At this point, there isn't a person alive who hasn't taken issue with the Grammys — the nominations, the wins, or even the whole idea of the show to begin with. Is it just a popularity contest, or does it claim to somehow objectively evaluate the quality of this or that music? Who chooses who gets nominated, who votes, and what are the voters' qualifications? How does the show settle on categories that sometimes barely make sense, like pop vs. pop/dance vs. dance/electronic, R&B vs. traditional R&B, but no "traditional" rock or jazz, and yes "alternative" jazz? Do the Grammys in any way reflect real, contemporary musical movements, or is it just a soulless industry pageant?

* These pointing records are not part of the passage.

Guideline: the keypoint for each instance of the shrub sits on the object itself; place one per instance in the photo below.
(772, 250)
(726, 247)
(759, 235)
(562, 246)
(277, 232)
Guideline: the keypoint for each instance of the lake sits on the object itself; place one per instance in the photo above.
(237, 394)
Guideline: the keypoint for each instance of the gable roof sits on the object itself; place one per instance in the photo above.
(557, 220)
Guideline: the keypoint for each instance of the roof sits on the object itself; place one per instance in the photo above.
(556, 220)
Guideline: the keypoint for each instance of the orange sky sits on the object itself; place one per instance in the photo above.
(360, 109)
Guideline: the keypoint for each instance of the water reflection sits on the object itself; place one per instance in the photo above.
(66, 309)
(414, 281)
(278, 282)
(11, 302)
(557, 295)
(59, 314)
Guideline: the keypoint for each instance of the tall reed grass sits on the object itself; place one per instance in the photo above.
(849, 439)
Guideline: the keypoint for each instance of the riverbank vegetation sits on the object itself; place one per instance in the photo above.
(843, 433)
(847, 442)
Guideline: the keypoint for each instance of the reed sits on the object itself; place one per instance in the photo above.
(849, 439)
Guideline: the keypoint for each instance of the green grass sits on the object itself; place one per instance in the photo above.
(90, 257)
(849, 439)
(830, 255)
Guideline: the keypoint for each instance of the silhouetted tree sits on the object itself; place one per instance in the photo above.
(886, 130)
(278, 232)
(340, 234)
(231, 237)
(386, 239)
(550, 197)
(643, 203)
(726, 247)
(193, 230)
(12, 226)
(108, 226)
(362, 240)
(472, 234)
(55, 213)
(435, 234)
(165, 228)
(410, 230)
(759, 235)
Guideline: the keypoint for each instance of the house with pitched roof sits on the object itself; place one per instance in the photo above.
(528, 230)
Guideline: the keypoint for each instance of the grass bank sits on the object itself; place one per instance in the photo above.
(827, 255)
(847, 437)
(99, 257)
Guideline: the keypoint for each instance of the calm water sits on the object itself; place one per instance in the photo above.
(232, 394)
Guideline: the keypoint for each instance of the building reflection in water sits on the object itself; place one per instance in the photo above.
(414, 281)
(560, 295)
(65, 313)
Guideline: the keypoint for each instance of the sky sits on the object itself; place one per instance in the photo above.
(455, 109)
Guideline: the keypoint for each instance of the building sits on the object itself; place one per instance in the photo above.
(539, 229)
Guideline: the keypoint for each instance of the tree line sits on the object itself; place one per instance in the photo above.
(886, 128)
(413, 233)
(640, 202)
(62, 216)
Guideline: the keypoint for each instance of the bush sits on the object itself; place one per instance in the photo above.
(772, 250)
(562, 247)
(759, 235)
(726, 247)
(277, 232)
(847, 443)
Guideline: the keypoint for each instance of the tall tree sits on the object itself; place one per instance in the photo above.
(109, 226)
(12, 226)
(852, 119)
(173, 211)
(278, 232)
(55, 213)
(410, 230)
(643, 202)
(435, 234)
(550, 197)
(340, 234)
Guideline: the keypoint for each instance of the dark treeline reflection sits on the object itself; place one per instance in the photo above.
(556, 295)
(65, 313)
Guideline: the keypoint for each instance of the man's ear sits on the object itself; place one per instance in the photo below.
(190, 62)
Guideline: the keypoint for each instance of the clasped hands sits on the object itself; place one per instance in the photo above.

All these questions are to say: There's a vast multitude of things to object to when it comes to the Grammys, even beyond the winners. The first Grammy Awards, held in 1959, included the likes of Ella Fitzgerald and Count Basie, and few people would object to such legends winning anything. But it's easy to make such statements in hindsight. Sometimes the public evaluates winners on whether or not they fit the cultural moment, and sometimes it's just, "But I like this person, boo hoo." But even so, there are times when some wins almost universally come across as tone-deaf, controversial, or just plain strange. This list touches on some — but not nearly all — of the odder Grammy wins throughout history.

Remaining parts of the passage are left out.